Auch ihre Kollegen in Friedrichshafen und Immenstaad haben ausreichend Lehrkräfte. "Wir haben das Glück, einen langjährigen Stamm zu haben. Bei kleinen Einheiten ist das sehr günstig", sagt Tilo Weisner, der die Grundschule in Kluftern leitet. Kürzere Ausfälle überbrückt das Kollegium selbst. Zurzeit allerdings fällt eine Lehrerin wegen eines Wirbelbruchs auf längere Zeit aus. "Da können wir vom Schulamt nichts erwarten, der Pool für Vertretungen ist leergefegt", sagt er. Jetzt hat er zwei Klassen zusammengelegt. Auch an der Stephan-Brodmann-Schule in Immenstaad regeln die Kollegen Ausfälle intern: "Die Krankenvertretungen vom Schulamt sind relativ schnell erschöpft", sagt Rektor Burkhard Zapkau. "Es darf eben nicht Richtung Verschleiß gehen."
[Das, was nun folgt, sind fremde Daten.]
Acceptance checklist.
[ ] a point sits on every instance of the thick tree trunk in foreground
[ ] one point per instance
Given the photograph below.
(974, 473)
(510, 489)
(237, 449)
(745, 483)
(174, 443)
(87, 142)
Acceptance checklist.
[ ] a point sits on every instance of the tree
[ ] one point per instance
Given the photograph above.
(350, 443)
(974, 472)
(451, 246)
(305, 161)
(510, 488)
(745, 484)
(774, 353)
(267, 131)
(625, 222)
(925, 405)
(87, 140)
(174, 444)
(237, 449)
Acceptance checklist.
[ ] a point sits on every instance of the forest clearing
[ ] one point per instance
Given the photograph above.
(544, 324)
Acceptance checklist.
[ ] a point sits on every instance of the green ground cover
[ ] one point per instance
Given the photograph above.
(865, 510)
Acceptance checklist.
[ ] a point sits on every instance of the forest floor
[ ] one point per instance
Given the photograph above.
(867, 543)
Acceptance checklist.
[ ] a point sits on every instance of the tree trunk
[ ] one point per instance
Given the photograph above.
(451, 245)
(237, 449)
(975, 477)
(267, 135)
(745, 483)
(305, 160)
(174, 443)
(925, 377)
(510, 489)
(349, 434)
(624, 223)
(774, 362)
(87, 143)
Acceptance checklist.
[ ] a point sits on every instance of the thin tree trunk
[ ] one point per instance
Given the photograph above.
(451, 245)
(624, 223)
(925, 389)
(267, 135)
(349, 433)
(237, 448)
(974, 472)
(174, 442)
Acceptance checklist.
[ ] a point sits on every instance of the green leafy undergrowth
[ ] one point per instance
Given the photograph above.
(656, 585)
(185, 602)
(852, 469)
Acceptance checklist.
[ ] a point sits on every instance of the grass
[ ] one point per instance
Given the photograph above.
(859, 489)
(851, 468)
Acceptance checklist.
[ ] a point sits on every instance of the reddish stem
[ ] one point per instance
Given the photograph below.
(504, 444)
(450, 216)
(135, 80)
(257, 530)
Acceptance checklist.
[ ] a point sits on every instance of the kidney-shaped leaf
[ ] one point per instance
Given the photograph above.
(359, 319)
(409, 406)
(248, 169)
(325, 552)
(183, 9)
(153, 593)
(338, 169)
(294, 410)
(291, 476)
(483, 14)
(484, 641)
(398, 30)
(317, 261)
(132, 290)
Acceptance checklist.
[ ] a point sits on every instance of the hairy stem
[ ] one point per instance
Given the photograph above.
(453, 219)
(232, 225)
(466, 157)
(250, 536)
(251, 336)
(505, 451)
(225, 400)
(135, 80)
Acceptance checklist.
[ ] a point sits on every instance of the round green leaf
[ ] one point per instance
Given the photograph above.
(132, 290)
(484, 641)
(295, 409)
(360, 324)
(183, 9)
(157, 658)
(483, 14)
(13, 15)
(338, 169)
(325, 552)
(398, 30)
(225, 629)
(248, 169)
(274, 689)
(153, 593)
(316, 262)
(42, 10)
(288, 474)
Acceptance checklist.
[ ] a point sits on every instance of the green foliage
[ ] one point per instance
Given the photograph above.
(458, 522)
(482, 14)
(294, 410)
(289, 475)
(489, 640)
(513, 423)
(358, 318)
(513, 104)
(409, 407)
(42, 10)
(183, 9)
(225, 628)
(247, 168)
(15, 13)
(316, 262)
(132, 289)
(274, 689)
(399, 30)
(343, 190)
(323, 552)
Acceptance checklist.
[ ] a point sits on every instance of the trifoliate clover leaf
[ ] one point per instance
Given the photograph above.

Stefan Meisner, Pressesprecher im Regierungspräsidium Tübingen, bestätigt das: "Wir haben im Bodenseekreis alle Stellen besetzen können, weil wir vorausschauend geplant haben. Aber es gibt wenig Reserven." Er sieht dafür drei Gründe: die Ausbildung für Grundschullehrer hat sich um ein Jahr verlängert. "Auf die Weise gab es ein Jahr ohne Abgänger, die fehlen jetzt", sagt er. Das trifft zur Unzeit auf eine Fehleinschätzung der Statistiker. "Bis vor zwei Jahren hat das statistische Landesamt sinkende Schülerzahlen vorausgesagt", sagt er – stattdessen werden es mehr, nicht nur wegen der Flüchtlingskinder. Dazu kommt die überregionale Konkurrenz. Bundesweit fehlen Lehrkräfte an Grundschulen. Wer diesen Beruf erlernt hat, kann sich die Region aussuchen: Nordrhein-Westfalen oder Sachsen, Berlin oder Hamburg – oder gleich die Schweiz, in der höhere Gehälter winken.
Diese Möglichkeit könnte vor allem für die landesweit rund 3000 befristet angestellten Lehrer interessant sein: Viele von ihnen werden zum Schuljahresbeginn eingestellt und zu Schuljahresende entlassen. Sie fungieren als Krankheits- oder Elternzeitvertretung. "Das wird es auch weiter geben, denn das Arbeitsrecht für Beamte sieht vor, dass Beamte jederzeit und auch kurzfristig wieder in ihren Beruf einsteigen können", sagt Meißner.
An der Pestalozzi-Schule in Friedrichshafen fehlen zwar keine Lehrer. "Seit dem ersten Januar haben wir sogar eine interne Vertretung, wenn jemand ausfällt", sagt Vize-Rektorin Tanja Fäßler. Aber sie hat keinen Chef. Auf die erste Ausschreibung ein halbes Jahr vor geplantem Amtsantritt bewarb sich niemand. Immerhin meldeten sich auf die zweite Ausschreibung Kandidaten, das Verfahren läuft.
Lehrermangel
In ganz Deutschland fehlen Grundschullehrer. Baden-Württemberg konnte alle Stellen zum Schuljahresbeginn besetzen. Dafür wurden Teilzeitdeputate aufgestockt und Quereinsteiger eingestellt. Lehrerinnen kehrten früher aus der Familienpause zurück, unterrichten trotz Ruhestand oder verschieben die Pensionierung. 28 Gymnasiallehrer wechselten zu den Kleinen. Wegen des hohen Bedarfs an Lehrkräften vor allem an Grundschulen richtet das Land 200 zusätzliche Studienanfängerplätze ein, davon 25 an der PH Weingarten.